ですから、先ほどアメリカの数を言っておられましたが、中国に次いで二番目ということでありますけれども、全体としてそういった件数がそれぞれの国で下がっていくように私どもとしても検査をきっちりやっていくということをやることで、相手国もそういったことに大変厳しい国としての日本をよく見るということになれば、出す方もいろいろ考えざるを得ないというか、それでサンプリングで捕まるということになるわけでございますので、我々としては、先ほど申し上げたように、資質の向上を含めて、そして体制も含めてしっかりとやっていかなきゃいけないというふうに思っておりますし、まさに食の安全は国民の基本だというふうに思っております。

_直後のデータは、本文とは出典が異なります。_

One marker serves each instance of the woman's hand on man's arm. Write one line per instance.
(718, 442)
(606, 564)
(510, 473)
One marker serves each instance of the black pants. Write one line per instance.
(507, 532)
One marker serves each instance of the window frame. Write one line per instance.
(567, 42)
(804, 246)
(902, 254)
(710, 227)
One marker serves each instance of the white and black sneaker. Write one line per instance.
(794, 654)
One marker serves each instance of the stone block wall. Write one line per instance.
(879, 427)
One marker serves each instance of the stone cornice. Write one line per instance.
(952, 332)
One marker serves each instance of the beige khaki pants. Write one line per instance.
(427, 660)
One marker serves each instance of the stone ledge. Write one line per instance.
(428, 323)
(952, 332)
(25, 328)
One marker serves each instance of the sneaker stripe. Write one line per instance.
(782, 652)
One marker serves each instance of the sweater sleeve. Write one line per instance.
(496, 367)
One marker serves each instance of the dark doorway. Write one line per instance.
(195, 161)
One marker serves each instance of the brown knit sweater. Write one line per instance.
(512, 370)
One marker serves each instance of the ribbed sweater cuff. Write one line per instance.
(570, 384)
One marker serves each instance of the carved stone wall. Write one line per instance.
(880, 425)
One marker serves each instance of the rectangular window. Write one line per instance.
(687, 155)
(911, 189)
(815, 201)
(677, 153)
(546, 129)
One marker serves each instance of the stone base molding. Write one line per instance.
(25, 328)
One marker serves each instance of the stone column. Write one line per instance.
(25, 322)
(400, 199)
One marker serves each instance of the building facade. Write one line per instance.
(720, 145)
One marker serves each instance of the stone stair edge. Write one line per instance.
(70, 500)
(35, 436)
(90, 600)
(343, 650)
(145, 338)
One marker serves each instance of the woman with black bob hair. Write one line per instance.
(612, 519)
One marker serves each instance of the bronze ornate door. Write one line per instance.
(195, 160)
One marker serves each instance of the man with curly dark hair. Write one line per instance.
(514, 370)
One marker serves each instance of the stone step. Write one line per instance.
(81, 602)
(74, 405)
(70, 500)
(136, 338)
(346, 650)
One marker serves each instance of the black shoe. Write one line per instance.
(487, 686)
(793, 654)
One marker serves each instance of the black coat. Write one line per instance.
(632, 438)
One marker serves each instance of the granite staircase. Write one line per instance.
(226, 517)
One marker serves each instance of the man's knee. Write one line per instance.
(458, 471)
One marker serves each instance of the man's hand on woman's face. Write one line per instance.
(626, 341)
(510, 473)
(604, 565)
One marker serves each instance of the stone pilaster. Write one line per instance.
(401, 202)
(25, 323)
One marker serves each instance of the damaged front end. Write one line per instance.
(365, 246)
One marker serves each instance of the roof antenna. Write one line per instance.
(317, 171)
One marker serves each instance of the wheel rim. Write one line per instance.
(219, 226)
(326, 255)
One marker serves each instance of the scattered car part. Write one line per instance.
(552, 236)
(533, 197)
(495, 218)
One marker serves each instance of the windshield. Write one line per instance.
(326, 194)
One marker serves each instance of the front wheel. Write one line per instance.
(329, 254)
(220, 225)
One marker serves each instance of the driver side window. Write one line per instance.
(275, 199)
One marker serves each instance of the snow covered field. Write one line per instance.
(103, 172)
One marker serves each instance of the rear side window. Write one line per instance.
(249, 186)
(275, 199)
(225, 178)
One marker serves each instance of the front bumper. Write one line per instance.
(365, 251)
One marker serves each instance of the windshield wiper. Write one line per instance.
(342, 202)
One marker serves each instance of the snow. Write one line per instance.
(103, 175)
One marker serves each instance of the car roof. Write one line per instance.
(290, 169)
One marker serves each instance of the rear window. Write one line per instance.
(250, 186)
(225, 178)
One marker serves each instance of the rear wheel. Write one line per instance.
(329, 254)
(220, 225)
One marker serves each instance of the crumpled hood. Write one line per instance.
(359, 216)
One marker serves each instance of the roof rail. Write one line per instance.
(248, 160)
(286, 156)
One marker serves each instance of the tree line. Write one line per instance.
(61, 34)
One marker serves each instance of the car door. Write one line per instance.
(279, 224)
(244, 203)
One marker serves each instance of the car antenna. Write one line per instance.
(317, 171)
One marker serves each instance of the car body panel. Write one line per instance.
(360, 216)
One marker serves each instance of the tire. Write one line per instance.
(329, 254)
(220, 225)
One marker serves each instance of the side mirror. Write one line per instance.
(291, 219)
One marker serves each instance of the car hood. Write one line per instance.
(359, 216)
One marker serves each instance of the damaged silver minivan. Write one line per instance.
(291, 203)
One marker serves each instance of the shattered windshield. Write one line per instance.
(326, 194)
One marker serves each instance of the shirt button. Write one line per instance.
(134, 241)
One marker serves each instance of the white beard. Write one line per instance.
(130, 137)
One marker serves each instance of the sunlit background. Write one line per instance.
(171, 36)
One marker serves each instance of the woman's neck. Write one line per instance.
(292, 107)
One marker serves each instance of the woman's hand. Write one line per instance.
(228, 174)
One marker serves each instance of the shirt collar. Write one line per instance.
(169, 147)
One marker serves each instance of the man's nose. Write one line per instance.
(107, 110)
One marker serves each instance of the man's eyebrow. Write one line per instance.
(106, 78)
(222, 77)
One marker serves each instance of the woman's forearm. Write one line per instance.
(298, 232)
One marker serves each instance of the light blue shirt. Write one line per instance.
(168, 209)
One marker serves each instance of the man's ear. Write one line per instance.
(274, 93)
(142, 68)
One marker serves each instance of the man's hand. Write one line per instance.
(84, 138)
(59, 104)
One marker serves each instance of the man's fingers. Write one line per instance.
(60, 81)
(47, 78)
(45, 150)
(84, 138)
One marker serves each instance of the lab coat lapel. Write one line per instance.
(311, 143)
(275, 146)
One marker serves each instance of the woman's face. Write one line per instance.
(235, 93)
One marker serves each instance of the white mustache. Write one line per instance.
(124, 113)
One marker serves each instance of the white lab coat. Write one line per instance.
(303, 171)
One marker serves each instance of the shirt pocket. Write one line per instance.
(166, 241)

○斉藤(和)委員 食の安全は基本、しっかりやっていくというふうな御答弁でしたけれども、私は、サンプリング検査そのものについても抜け道があるというか、抜け穴があるというふうに思うんですが、それは別の機会に、もしあればやらせていただければと思うんです。
やはり、食品の安全性を確認するという問題というのは、書類の上でチェックするだけではわからないわけです。残留農薬が基準を守っているかどうかというのは、実際にその検体を検査しなければわからない。それをやられているのが八・八%で、残りの九一・二%は、書類だけで、検査されずに輸入されているということなわけです。
先ほども大臣からありました、そしてTPPの関連政策大綱でもありますとおり、「食の安全・安心を守るため輸入食品の適切な監視指導を徹底するための体制強化に努める。」というふうにしておりますけれども、検疫所で検査業務に従事している食品衛生監視員の現在の人数は何人でしょうか。
○塩崎国務大臣 全国の港とか空港に設置をされております検疫所で、我が国の食品衛生法に適合する食品が輸入されるように、常時、輸入食品の審査、検査を実施しているわけでありますけれども、今お尋ねの食品衛生監視員、これにつきましては、二〇一六年四月一日現在、全国の検疫所に配置されている食品衛生監視員は四百八名でございまして、二〇一五年度から見ると増員は二名ということでございます。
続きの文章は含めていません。